そういえば、以前冒険者たちが『結婚してそろそろ3年になる王太子殿下にお子が出来る兆しがない』と言っていたかな。
「そう言ったお話が出ていると言う噂は聞いたことがあります」
「それは、噂ではなく事実だ」
「えっと、既に側妃の方が内定したと言う事ですか?」
んんん?
なんで、そんな話を私に?そこから私に関係ある話に繋がるのかな?
「実はなー・・・王太子殿下は側妃を勧められても、面倒だと言って拒み続けて居たんだ。それが、この前の夜会の後に側妃を娶ると突然言い出してね」
「この前の夜会と言うと、私のデビュータントのですよね?」
「そうだ。その夜会で、1人の令嬢を見染められた」
「まぁ、それは良かったですね。側近の方達も安心した事でしょう」
「・・・そうだな。喜ばしい事だ。相手が相手でなければ」
「何か問題のあるご令嬢だったのですか?」
「・・・問題なら大有りだよ。

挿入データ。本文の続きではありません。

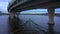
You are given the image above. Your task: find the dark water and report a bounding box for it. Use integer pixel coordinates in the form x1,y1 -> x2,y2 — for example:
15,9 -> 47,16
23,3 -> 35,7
0,15 -> 60,34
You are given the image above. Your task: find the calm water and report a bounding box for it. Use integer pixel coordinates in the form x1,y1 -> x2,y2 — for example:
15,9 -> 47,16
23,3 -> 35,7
0,15 -> 60,34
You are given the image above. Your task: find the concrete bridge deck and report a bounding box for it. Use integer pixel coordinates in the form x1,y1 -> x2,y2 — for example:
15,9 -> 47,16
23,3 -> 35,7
8,0 -> 60,28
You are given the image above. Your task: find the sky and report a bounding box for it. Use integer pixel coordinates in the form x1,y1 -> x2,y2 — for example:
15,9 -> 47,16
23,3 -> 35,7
0,0 -> 60,13
0,0 -> 10,13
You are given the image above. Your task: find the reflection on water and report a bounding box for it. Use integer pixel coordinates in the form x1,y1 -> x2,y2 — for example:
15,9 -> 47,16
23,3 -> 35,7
0,15 -> 60,34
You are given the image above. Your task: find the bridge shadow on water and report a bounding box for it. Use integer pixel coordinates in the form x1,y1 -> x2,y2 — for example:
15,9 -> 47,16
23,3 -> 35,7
9,17 -> 59,34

王太子殿下が望まれたのは、お前なんだよ。スティーリア」
「・・・は?」
え?何で?
デビュタントの夜会では、常にロイ義兄様の隣に居たし、ロイ義兄様とお義父様としか踊っていないし、ご挨拶したのも、お義父様の友人とロイ義兄様の友人だけ。
ましてや、王太子殿下なんて、王族へのご挨拶の時に目があっただけで、会話もしていない。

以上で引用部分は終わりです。